InnoDB data flush and write for dummy.

 

That is trying to explain myself a quite complicate process in few word/paragraphs, don’t expect anything special, this write start from one talk at the office, where I was drive in confusion by many talks, mine include.

So I decide to try to get a better logical path on what is going on InnoDB process when we modify a record. It was not my purpose to do an in depth review of every process, just overview.

Most of what I have written come from my understanding of other people writing, and code reading.

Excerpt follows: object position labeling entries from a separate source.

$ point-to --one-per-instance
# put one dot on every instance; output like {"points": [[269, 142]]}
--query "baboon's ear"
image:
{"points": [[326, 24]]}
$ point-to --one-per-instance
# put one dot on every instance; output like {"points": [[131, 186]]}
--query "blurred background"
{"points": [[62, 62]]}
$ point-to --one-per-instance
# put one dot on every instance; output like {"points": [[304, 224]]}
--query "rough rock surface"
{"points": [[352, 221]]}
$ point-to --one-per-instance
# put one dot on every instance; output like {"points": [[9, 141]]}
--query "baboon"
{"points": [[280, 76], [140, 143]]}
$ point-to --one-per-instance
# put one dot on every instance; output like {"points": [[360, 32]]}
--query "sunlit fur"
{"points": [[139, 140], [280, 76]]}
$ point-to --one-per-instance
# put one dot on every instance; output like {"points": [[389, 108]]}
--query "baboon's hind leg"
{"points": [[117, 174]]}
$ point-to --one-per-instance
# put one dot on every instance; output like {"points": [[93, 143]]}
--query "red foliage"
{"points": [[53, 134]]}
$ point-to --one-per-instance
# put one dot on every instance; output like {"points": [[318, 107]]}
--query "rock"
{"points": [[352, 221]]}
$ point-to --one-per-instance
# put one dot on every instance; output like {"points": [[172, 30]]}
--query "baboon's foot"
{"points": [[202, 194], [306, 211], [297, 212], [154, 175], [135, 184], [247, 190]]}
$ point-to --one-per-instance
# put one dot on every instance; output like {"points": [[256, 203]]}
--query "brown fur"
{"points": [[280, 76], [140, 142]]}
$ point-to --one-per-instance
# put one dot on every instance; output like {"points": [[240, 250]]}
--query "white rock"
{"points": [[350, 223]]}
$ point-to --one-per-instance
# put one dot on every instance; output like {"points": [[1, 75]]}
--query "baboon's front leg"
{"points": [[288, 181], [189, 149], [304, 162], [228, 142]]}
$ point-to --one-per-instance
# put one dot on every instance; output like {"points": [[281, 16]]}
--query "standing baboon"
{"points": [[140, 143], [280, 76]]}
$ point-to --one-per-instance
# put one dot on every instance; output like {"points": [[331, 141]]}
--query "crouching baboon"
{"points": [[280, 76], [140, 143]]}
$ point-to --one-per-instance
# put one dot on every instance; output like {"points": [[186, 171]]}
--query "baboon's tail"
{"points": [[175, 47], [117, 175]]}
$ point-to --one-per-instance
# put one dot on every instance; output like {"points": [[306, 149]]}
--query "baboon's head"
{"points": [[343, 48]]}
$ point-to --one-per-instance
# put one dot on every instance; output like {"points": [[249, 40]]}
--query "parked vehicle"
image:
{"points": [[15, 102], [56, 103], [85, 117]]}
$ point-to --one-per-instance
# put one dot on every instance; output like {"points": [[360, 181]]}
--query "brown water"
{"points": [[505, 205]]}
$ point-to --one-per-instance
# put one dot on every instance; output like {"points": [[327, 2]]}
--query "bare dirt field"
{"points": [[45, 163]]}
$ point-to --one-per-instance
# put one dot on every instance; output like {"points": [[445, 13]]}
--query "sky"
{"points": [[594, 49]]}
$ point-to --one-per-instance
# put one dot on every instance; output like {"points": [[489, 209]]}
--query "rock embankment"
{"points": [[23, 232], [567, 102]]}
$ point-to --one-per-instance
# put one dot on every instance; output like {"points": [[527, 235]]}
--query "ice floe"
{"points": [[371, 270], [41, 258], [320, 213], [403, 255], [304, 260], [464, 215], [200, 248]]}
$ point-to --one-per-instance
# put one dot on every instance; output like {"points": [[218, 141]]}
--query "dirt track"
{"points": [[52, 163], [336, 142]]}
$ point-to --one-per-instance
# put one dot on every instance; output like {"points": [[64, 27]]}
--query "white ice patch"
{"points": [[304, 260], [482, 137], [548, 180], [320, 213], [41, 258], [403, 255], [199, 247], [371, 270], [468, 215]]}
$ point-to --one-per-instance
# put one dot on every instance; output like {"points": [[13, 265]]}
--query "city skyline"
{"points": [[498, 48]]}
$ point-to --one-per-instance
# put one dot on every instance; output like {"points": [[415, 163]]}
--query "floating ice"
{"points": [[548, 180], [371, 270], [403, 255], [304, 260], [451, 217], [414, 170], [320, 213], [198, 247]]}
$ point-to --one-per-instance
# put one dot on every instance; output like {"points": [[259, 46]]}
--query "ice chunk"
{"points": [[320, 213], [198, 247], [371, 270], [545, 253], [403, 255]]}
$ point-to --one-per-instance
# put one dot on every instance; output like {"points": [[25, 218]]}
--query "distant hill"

InnoDB maxi experts forgive me if I will not be precise, and correct me please when I will be wrong.

 

Let us start from the beginning.

 

InnoDB is one of the storage engines present in MySQL, one of its characteristics is that it is ACID compliant; this means it has atomic, consistent, isolated, durable transactions, and so on …. We know that let us go ahead, if you don’t know what I am talking about STOP here and read: http://dev.mysql.com/doc/refman/5.5/en/innodb-storage-engine.html.

 

To satisfy those requirements InnoDB use several components like:

Buffer Pool

Rollback log (undo insert, undo update)

redo log

doublewright

 

Finally InnoDB internally organizes the data in memory page of 16K default dimension. How all those blocks are combined and used is not always very clear.

But we know so move it on …

 

I will try to present a logical path that explains the different blocks and moments.

 

Let us begin starting MySQL, on start the MYSQLD demon will invoke InnoDB storge engine initialization, which has to perform several operations, like check the files presence and if they are readable/writable, check the catalog in the system table space, read the LSN from the data files and compare it with the last apply in the double-buffer and REDO log, initialize the Buffer Pool and other buffers.

 

If we are lucky and all the operation will be successfully executed, InnoDB will initialize correctly and will come online.

 

At this point our data-set still reside in the data file and BP is empty, system areas like undo insert, undo update (rollback log) are empty as well given no transaction are really in place.

 

Let assume we want to do a smart thing like warming-our database loading in the BP the most used datasets, to do so we simply run a select on those dataset and InnoDB will load the data from disk to BP storing record in pages of 16Kb (5.6 will allow an easy way to change/manage the page size).

 

Anyhow, running SELECT * FROM COUNTRY will load in the BP all the table in once, and data will from now on accessible from BP instead of the disk. This is true until data is frequently accessed. In this case InnoDB will maintain the pages in memory available for reading, in the case no one will ask for it, the pages containing the data will be marked as old. InnoDB use the LRU approach (least recently used) to identify which page can be removed from the BP to make space for new blocks. Also it will place the new created block(s), in the middle of the LRU list.

 

So far so good and easy, and if we need to tune the BP for efficient use of the LRU list reading the http://dev.mysql.com/doc/refman/5.5/en/innodb-buffer-pool.html gives good explanation.

 

But BP for InnoDB is not only a buffer we use to cache data, it is a real working area, where data is also manipulated.

 

Here the fun starts.

 

Let us assume we will have 3 different transactions accessing the COUNTRY table, for modification, what will happen?

 

First of all the first transaction (there is always someone coming first), will store the values its going to change in a undo log record, this could fit in one page or more, structure will follow the standard InnoDB way using cursor, tuple and page. In the undo log LSN reference is present as well for comparison with the data set.

 

The rollback log is mainly pided in undo insert and undo update. It is a log allocate PER transaction and located in the system tables (in 5.6 is possible to move it out). The number of possible buffers/transactions from InnoDB 1.1 is 123*1023 approximately 123K, before InnoDB 1.1 the maximum number was 1023.

 

Finally the log will contain the initial status of the page(s) and the versioning of the modifications done by the transaction, organize in cursors, record and page(s).

 

The combination of the different buffers/transaction and the level of interaction are defined by the Isolation level (Repeatable reads; read committed; read uncommitted etc).

 

We can have many transactions accessing the rollback log but what is not evident at the first shot is:

When rows are modified or deleted, the rows and associated undo logs are not physically removed immediately, or even immediately after the transaction commits. The old data is preserved until transactions that started earlier or concurrently are finished, so that those transactions can access the previous state of modified or deleted rows.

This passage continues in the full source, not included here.